Ana reencontra-se com a verdade, a de que sua dedicação à família exclui
qualquer possibilidade para si mesma. A personagem não se rebela, o que os
leitores talvez aguardassem ou quisessem, simplesmente retira-se em busca da
suposta proteção que o âmbito familiar lhe oferece.

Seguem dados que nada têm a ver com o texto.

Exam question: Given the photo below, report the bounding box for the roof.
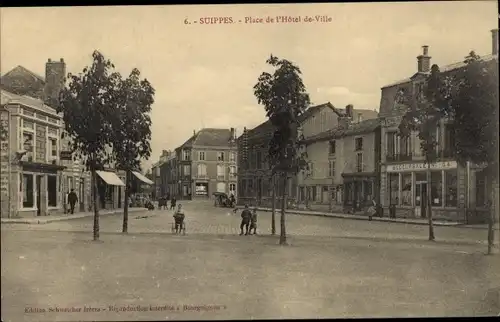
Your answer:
[179,128,231,148]
[304,118,380,142]
[382,55,498,88]
[2,65,45,83]
[0,89,58,116]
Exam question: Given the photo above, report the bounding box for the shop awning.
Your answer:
[132,171,153,184]
[96,171,125,186]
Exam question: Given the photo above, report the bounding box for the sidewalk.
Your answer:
[1,208,146,225]
[252,207,466,228]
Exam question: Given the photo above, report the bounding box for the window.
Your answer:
[329,141,336,154]
[21,132,33,152]
[356,153,363,172]
[47,176,57,207]
[401,173,412,206]
[431,171,443,206]
[21,174,35,208]
[444,170,458,207]
[50,139,57,157]
[229,166,236,179]
[328,160,335,178]
[217,164,225,180]
[197,163,207,178]
[388,173,399,205]
[386,132,397,156]
[355,138,363,151]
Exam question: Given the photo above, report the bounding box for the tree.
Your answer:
[254,55,310,245]
[57,51,119,240]
[448,51,499,254]
[399,65,449,240]
[112,68,155,233]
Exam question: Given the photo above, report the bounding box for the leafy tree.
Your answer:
[448,51,499,254]
[57,51,119,240]
[112,68,155,233]
[254,55,310,245]
[399,65,449,240]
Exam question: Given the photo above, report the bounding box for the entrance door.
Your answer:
[36,176,42,216]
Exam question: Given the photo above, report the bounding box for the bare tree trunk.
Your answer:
[92,169,99,240]
[280,173,288,245]
[426,167,435,240]
[271,174,276,235]
[122,170,130,233]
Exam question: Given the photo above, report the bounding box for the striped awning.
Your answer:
[96,171,125,187]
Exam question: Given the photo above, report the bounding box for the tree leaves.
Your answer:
[57,51,154,169]
[254,55,310,173]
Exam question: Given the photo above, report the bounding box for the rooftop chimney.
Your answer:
[417,45,431,73]
[345,104,354,118]
[491,29,498,55]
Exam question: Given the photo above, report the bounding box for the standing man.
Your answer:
[68,189,78,214]
[240,205,252,236]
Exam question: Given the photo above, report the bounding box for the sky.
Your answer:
[0,1,498,168]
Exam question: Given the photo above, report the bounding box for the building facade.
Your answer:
[175,128,238,200]
[0,89,64,217]
[380,30,498,222]
[298,103,377,212]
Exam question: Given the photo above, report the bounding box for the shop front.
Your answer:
[342,172,379,211]
[381,161,468,221]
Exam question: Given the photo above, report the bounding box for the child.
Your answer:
[250,207,257,235]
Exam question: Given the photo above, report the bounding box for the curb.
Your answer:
[257,208,460,229]
[0,208,142,225]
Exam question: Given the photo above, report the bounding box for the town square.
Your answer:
[0,1,500,321]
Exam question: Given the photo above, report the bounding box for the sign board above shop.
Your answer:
[386,161,457,172]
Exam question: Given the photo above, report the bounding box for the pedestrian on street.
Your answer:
[68,189,78,214]
[170,196,177,210]
[240,205,252,236]
[250,207,257,235]
[174,204,185,234]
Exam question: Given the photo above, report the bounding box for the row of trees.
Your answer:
[56,51,155,240]
[254,52,499,253]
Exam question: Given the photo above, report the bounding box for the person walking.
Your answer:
[173,204,185,234]
[170,196,177,210]
[240,205,252,236]
[68,189,78,214]
[250,207,257,235]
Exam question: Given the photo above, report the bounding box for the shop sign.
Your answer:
[386,161,457,172]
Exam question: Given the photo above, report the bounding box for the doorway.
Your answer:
[36,176,42,216]
[415,181,427,218]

A indiferença com que aceita o seu destino espelha para Ana as suas
próprias limitações, coloca-a diante da verdade: a falta de liberdade pessoal na vida
que escolheu. O percurso narrativo poderia ser retratado desta forma:
Auxiliar: retorno ao lar como fuga
para aplacar o fluxo
P---------------------------------- ----------------------------------------------------ÆO
Ana Opositor: fluxo de consciência Infelicidade
62
Ana não atinge seu objetivo, não demonstra possuir coragem necessária para
enfrentar os possíveis reveses que um novo papel lhe traria, continua assegurando
sua modalização:
ser + parecer = mentira, ou seja, não é, mas parece ser feliz.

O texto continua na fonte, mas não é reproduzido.